When I start a novel, I think a lot about point of view before I ever lay finger to keyboard. Should I write the story I want to tell in first person or in third person POV? Each has advantages and disadvantages. The breakout session is available at pretty much any writing conference.
I often make a choice to write it one way, then end up rewriting it the second way, which sucks and consumes about an extra year. The reason, though, is that perspective is key to the story, and it’s not always obvious which is the best perspective to choose. Which view does the story demand?
Such is the truth in life. We have to think about how we want to look at things.
Things happen. People we love die. Pets we love die. People we love suffer. We suffer. Markets go crazy for this reason or that. We worry if we’ll have enough…

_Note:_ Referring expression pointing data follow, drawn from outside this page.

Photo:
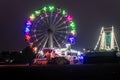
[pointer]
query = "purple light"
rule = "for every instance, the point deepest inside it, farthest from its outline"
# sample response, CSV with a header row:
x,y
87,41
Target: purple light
x,y
28,23
69,18
27,30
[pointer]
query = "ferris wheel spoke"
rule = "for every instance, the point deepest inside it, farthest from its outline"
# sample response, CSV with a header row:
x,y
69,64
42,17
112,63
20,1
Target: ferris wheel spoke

Enough love. Enough life. Enough time. Enough friends. Enough house. Enough money. Enough.
We attended a funeral for one of my best friend’s from high school yesterday whose wife died recently. I had been disconnected from him for the past few years, but wanted to support him, and my mom read about her passing in the obits which (disturbingly) she reads daily.
She was 51. I’m 51. She grew up near Salinas. I was born in Salinas. Even though I didn’t know her very well, it was really the first time a peer so close in age went so quickly. I told my husband on the way to the service that my perspective on death is so different than most other people I know and it makes me stop and wonder why…how it got that way.

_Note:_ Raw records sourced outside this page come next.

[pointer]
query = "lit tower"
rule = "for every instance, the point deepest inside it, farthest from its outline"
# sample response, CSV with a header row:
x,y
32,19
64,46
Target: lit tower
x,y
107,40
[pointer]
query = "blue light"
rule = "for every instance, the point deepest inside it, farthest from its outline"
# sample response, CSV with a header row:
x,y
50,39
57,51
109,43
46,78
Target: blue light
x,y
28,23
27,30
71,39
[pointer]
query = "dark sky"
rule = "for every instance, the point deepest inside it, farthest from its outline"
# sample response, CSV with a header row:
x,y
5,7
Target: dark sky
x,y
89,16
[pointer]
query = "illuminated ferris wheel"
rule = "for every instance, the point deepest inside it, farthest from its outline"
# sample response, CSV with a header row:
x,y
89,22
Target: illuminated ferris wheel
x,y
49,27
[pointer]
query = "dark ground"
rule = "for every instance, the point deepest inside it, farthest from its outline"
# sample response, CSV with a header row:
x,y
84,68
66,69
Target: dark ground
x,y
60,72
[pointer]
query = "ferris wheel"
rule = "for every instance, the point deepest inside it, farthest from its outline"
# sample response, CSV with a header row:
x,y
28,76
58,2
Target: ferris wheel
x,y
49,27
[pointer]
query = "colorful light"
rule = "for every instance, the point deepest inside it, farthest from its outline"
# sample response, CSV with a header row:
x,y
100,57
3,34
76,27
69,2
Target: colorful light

When someone dies, the first thing I feel is gratitude for any time I might have had with that person. Every person I meet (even the ones that bug me) are such a unique representation of Spirit that I feel I could spend hours in their back story, learning the nuances of who they are and what made them that way. The next feeling I have is excitement for them about their next experience. I suppose that comes from not believing that death is the end, or that a future is bound by this or that religious restriction. It’s my perspective. This POV is not one I sit around and convert other people to or demand is right at cocktail parties. It’s just how I see things.
The beautiful thing is everybody sees things differently. Let’s take religions. There are so many gems to be taken from the various traditions and to be enjoyed by all. In Thich Nat Han’s “Roots of Peace” documentary, he compares religions to fruits in the orchard and how we can enjoy all of them. The apple does not get jealous of tasting the mango or the banana.

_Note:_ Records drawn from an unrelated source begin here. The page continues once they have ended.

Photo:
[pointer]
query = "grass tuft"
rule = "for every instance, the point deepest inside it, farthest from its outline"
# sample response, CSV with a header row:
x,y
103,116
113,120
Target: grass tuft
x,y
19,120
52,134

I’ve always believed that. I love the fact that each person can have such different experience, such different perspective, and that we can share with each other what those are. I believe how each person reacts to that exchange really colors the life they will lead.
Let’s take the weather. It’s changing now, the hot days of summer giving way to Autumn. People complain all summer long about the heat, but I guarantee you in no time someone will say, “I’m ready for summer” especially if it starts to rain for more than two days in a row. But it really is always perfect, if you adjust your perspective. It depends on you.
This past weekend, my husband and I took our new puppy to a Redding landmark (the Sundial Bridge) which is really the center of many controversial perspectives. The reason for that is it cost a bunch of money in a town that isn’t rolling in the dough and though funded by private foundations, was thought to be a waste. Perspective number one.
But as we walked our 4 month old little guy across the breathtaking Sacramento River, watching the geese float down and fly over early morning fishing boats as they scaled the river for salmon…as we stopped and talked to friendly locals and out-of-towners alike, bonding over our love of just taking a simple walk with a pet and soaking up the shifting clouds…working our way down the hill to the river’s edge and watching our pup frolic in the cold Sacramento…and wandering through the paths of plants and trees to the Children’s Garden…
I thought, This is such a good reason to come to Earth. Just to soak up these simple, perfect moments. And then, How easy it is to miss these moments, communing with nature and life, because we’re so busy doing this or that or the other not as important thing or worrying about what was or what is to come…
We walked up a path to a water feature and watched Kai just soak up the moment. We laughed at his ability to play and just be present From his perspective, nothing was better than that moment. There was no market crashing in China, no novel to finish and sell, no house to clean, or bill to pay, or plan to re-evaluate, or future to worry about, or funeral to think about, or religion –anything. From his perspective, it was all about the feel of the froth on his tongue and cold water on his belly. That’s all that mattered.
We can learn so much from our pets if we just listen.